Millions of Afghans are expected to exercise their franchise as polling began on Thursday to choose the country's new president.
Streets in capital Kabul were mainly quiet and tense early on Thursday as Afghans awoke and headed to the polls for an anxiously awaited presidential election that Taliban fighters have vowed to disrupt with attacks
Afghan President Hamid Karzai, who is hoping to win a second term in office, cast his ballot in a boys' high school near his heavily fortified palace in Kabul.
After casting his vote, he urged fellow citizens to come out and vote.
"I request my dear countrymen to come out and cast their vote to decide their future," he said.
The election -- the second in Afghanistan's short history as a democracy -- is being held amid escalating violence.

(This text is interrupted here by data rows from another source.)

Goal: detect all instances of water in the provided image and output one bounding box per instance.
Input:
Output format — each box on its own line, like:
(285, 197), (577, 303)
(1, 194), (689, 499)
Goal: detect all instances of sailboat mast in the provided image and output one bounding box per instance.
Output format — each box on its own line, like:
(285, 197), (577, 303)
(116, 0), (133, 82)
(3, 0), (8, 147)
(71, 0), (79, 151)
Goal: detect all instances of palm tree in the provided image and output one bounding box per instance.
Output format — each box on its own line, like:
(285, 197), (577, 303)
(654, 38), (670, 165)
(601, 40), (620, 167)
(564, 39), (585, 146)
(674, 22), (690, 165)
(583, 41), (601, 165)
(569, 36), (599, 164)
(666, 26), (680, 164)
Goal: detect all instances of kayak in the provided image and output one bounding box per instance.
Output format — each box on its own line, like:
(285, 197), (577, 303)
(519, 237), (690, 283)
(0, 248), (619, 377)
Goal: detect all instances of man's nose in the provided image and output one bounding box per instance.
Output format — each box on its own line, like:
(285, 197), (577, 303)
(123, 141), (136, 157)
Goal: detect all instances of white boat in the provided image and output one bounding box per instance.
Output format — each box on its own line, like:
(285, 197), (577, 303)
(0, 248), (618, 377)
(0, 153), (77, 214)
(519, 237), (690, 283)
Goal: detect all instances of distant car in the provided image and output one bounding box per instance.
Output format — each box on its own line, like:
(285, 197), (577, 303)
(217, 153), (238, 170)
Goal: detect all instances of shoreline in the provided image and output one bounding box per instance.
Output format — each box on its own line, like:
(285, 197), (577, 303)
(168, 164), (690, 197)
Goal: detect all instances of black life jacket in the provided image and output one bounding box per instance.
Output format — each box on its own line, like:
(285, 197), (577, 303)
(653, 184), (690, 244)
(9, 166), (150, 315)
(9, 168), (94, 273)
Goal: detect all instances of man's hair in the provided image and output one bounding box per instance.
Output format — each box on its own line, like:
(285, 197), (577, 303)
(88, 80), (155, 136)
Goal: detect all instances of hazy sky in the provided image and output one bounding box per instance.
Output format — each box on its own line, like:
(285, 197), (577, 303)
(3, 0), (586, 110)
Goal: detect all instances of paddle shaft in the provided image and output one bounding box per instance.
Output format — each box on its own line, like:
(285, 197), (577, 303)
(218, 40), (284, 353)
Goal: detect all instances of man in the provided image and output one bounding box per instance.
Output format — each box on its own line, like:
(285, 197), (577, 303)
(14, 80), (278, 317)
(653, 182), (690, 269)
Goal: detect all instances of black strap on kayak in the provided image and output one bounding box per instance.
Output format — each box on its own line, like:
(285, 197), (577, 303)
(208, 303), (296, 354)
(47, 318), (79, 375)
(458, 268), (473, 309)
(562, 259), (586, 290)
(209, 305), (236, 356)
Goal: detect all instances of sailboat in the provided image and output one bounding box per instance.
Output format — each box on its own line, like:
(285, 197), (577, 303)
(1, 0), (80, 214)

On Tuesday, gunmen ambushed a convoy carrying a campaign manager for Afghan presidential candidate and former foreign minister, Abdullah Abdullah, killing a driver and wounding the campaign manager.
Earlier this week, one of President Hamid Karzai's vice presidential running mates, Mohammad Qasim Fahim, escaped unharmed after Taliban insurgents opened fire on his convoy in northern Afghanistan.
In other violence Tuesday, a roadside bomb in southern Helmand province killed eight security guards and wounded four others.